En matière de rénovation LED, il s’agit de sensiblement diminuer le nombre de points lumineux pour réduire le montant des travaux et diminuer l’impact sur l’environnement nocturne. Il est ainsi prévu de définir là où les zones de la commune ou des activités collectives sont susceptibles de se tenir en fin d’après-midi/soirée : (écoles, abris bus, commerces, espaces culturels et associatifs…). “Les points lumineux non indispensables de ces secteurs seront supprimés : points triples, points doubles, carrefours…” anticipe Jean-Michel Jeannin.

Par ailleurs, en matière de biodiversité, une mesure locale forte porte sur la généralisation d’une température de couleur inférieure à 2400°K sur tout le territoire du Siceco, hormis sur le territoire du Morvan où des prescriptions techniques sont encore plus élevées dans le cadre du projet de labellisation « Dark-Sky » (2).  “Finalement, pourquoi ne pas appliquer une approche identique sur l’ensemble du territoire ?” préconise le DG du Siceco.en estimant que, dans les autres secteurs d’une commune, il est possible de réduire le nombre de luminaires de 30 à 50 % et, même, de supprimer tous les éclairages au-delà des dernières habitations et des aménagements routiers aux entrées. “Ce qui, au passage, va dans le sens de la diminution de la consommation des matières premières” ajoute-t-il..

Et de poursuivre que des opérations de rénovation continueront d’être réalisées par phases et uniquement pour des luminaires installés il y a plus de vingt ans. “En effet, pour le Siceco, il est incohérent de remplacer des matériels non amortis. Il est d’ailleurs recommandé, en matière de comptabilité publique, de ne pas remplacer ce type d’équipements” conclut Jean-Michel Jeannin.
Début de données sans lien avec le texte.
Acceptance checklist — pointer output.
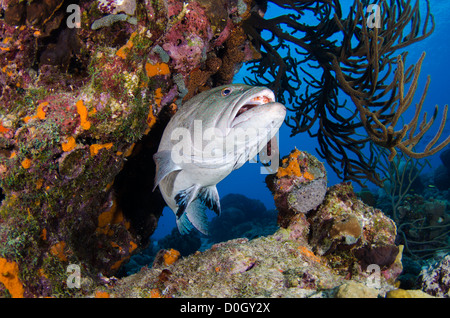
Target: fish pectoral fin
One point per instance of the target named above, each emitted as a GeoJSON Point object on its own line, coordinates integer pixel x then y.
{"type": "Point", "coordinates": [192, 203]}
{"type": "Point", "coordinates": [196, 213]}
{"type": "Point", "coordinates": [164, 166]}
{"type": "Point", "coordinates": [184, 225]}
{"type": "Point", "coordinates": [210, 198]}
{"type": "Point", "coordinates": [185, 197]}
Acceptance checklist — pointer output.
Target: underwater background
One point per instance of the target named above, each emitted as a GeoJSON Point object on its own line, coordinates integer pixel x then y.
{"type": "Point", "coordinates": [249, 181]}
{"type": "Point", "coordinates": [83, 108]}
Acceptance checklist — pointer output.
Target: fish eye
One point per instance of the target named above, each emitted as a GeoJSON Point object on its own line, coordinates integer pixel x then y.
{"type": "Point", "coordinates": [226, 91]}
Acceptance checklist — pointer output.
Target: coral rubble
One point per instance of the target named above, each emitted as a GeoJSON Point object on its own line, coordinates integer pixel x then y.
{"type": "Point", "coordinates": [435, 280]}
{"type": "Point", "coordinates": [82, 107]}
{"type": "Point", "coordinates": [342, 248]}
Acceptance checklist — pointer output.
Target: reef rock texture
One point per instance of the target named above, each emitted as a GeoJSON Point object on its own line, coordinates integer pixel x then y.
{"type": "Point", "coordinates": [85, 93]}
{"type": "Point", "coordinates": [241, 217]}
{"type": "Point", "coordinates": [293, 262]}
{"type": "Point", "coordinates": [299, 185]}
{"type": "Point", "coordinates": [435, 280]}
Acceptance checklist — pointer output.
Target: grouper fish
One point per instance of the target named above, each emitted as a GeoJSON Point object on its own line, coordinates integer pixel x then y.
{"type": "Point", "coordinates": [210, 135]}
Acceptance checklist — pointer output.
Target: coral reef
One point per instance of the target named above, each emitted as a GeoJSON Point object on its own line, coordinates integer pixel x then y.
{"type": "Point", "coordinates": [82, 109]}
{"type": "Point", "coordinates": [298, 186]}
{"type": "Point", "coordinates": [241, 217]}
{"type": "Point", "coordinates": [344, 54]}
{"type": "Point", "coordinates": [435, 280]}
{"type": "Point", "coordinates": [442, 174]}
{"type": "Point", "coordinates": [289, 263]}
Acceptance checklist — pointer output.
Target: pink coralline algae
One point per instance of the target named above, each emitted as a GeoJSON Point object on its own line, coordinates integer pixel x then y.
{"type": "Point", "coordinates": [81, 112]}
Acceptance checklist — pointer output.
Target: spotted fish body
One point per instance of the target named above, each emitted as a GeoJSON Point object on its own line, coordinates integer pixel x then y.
{"type": "Point", "coordinates": [203, 142]}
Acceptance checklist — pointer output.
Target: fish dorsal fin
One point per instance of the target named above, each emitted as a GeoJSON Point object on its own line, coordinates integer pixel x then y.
{"type": "Point", "coordinates": [164, 166]}
{"type": "Point", "coordinates": [185, 197]}
{"type": "Point", "coordinates": [210, 198]}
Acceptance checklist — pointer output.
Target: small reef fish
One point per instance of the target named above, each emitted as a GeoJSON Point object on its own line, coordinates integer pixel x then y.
{"type": "Point", "coordinates": [212, 134]}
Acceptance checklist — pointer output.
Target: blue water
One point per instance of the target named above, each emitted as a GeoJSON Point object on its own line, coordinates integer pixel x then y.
{"type": "Point", "coordinates": [250, 182]}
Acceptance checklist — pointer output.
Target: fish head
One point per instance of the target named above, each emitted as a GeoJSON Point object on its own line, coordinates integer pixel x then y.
{"type": "Point", "coordinates": [243, 116]}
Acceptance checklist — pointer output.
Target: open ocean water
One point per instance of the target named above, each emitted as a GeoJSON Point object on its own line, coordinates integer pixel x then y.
{"type": "Point", "coordinates": [249, 181]}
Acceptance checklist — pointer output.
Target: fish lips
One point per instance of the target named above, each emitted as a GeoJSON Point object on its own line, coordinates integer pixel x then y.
{"type": "Point", "coordinates": [257, 109]}
{"type": "Point", "coordinates": [262, 116]}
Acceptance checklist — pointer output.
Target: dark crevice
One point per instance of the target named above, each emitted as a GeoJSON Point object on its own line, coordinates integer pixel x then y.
{"type": "Point", "coordinates": [133, 186]}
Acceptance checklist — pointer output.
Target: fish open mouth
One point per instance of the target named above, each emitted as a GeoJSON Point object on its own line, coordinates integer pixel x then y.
{"type": "Point", "coordinates": [261, 99]}
{"type": "Point", "coordinates": [252, 103]}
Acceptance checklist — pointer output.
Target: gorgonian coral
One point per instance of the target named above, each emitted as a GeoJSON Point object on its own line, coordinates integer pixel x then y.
{"type": "Point", "coordinates": [353, 55]}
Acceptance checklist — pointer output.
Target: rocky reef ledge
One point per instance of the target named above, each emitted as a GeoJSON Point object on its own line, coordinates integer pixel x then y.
{"type": "Point", "coordinates": [343, 248]}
(1) GIEC: Groupe d’experts intergouvernemental sur l’évolution du climat

(2) Rappelons que l’association américaine International Dark-Sky (IDA) attribue le  label Rice (Réserve Internationale du Ciel Étoilé). A ce jour, on compte 16 sites dans le monde, dans 4 en France: le Pic du Midi (voir Lux n°300); Alpes Azur Mercantour; le parc naturel régional des Mille Vaches; le parc national des Cévennes, actuellement le plus grand d’Europe avec près d’un millier de km².